It was a shaky first day on the job for Roger Sutton, chief executive of the Canterbury Earthquake Recovery Authority (Cera).

The former head of Canterbury power company Orion power started his five-year term today and at 1pm a 5.5 magnitude quake struck the city, the first of several large shakes this afternoon.

"It was all very strange really," Mr Sutton told Radio New Zealand.

"The building started shaking about 1 o'clock, it was swaying around.

"I hadn't actually been in a four-storey building before in a proper shake and it's quite an uncomfortable feeling."

By the time the biggest quake hit, a magnitude 6 at 2.20pm, Mr Sutton was in town where he had gone to meet city council and other civil defence officials and was standing outside the art gallery.

"That was very frightening," he said.

"The ground went up and down, it swayed, the buildings around us were moving and they continued to sway even after the shaking had happened.

"I guess we do know that eventually it's going to stop but in the meantime it's very frustrating for everybody."

Mr Sutton said that the civil defence response was "like a well-oiled machine".

"I can imagine there will be people who are feeling 'gee we're just back to square one', but I think the power will be back on reasonably quickly within 24 hours, the water's out in some areas but hopefully that can be fixed reasonably fast."

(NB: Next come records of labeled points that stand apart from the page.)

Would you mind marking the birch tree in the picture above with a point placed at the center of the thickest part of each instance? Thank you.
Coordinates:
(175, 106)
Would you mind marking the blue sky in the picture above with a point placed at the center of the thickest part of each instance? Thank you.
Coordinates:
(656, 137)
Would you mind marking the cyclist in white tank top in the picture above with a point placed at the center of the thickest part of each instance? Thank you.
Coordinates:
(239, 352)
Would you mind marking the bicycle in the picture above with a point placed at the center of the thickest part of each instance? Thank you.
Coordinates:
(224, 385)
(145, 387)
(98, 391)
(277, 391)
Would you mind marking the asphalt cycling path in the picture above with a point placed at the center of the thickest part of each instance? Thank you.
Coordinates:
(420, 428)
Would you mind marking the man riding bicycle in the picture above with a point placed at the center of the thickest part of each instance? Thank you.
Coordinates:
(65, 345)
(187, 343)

Mr Sutton said life went on.

"We all live here and we have to make the best of things and we have to bring the city back to what it was."

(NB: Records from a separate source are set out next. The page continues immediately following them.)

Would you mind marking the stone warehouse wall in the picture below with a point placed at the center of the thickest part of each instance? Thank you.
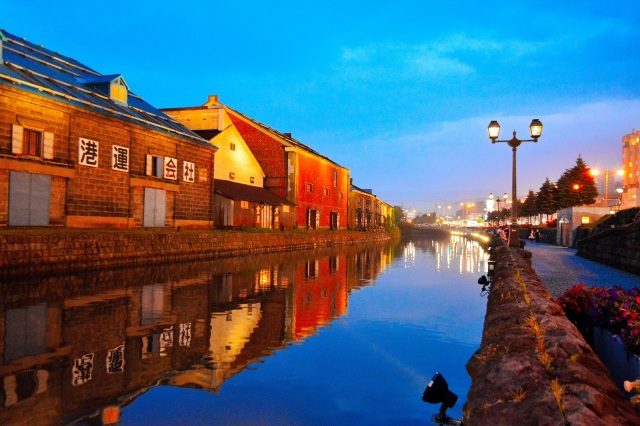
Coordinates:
(533, 366)
(618, 247)
(33, 255)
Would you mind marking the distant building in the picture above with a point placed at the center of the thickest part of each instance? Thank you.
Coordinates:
(240, 197)
(80, 149)
(366, 210)
(570, 219)
(317, 186)
(631, 168)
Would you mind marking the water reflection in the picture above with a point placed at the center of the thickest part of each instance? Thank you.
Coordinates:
(468, 254)
(79, 348)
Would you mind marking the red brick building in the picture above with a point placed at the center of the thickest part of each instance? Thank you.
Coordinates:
(366, 210)
(240, 198)
(316, 185)
(79, 149)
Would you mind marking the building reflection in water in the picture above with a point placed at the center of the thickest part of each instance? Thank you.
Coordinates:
(81, 347)
(458, 252)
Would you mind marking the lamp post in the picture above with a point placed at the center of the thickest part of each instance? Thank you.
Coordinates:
(535, 130)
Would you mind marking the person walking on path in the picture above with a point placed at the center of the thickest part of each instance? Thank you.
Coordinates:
(560, 269)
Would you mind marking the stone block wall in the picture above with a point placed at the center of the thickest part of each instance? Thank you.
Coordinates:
(618, 247)
(61, 252)
(533, 366)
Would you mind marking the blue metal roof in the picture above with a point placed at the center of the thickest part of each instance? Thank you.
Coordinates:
(49, 73)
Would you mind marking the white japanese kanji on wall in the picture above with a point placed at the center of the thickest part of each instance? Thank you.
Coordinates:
(88, 152)
(82, 370)
(188, 171)
(184, 338)
(120, 158)
(170, 168)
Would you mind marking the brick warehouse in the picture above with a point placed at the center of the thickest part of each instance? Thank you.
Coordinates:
(78, 149)
(316, 185)
(240, 197)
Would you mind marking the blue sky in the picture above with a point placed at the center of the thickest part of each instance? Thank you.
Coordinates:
(400, 93)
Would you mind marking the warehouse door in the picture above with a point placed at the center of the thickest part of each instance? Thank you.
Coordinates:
(29, 196)
(155, 203)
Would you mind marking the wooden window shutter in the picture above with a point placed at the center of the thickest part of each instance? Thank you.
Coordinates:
(149, 166)
(47, 151)
(17, 134)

He said it had been difficult to move round the city to see how much liquefaction had happened, but it was likely there were areas where it would be severe.

He guessed the only positive thing was that there were a lot of portaloos in the city.

"We're not going to have a shortage of portaloos if we do have significant sewerage issues for a period," Mr Sutton said.

Earthquake Recovery Minister Gerry Brownlee was on his way to the city and Mr Sutton wanted to meet him and share the information he had gathered.

He said as a result of today's quakes it was likely demolitions in the CBD would need to be speeded up because there were buildings now that were seriously weakened that weren't actually damaged previously.

"We need to bring them down so we can access other areas. If anything it may actually speed some of the aspects of the recovery up rather than slow them down," Mr Sutton said.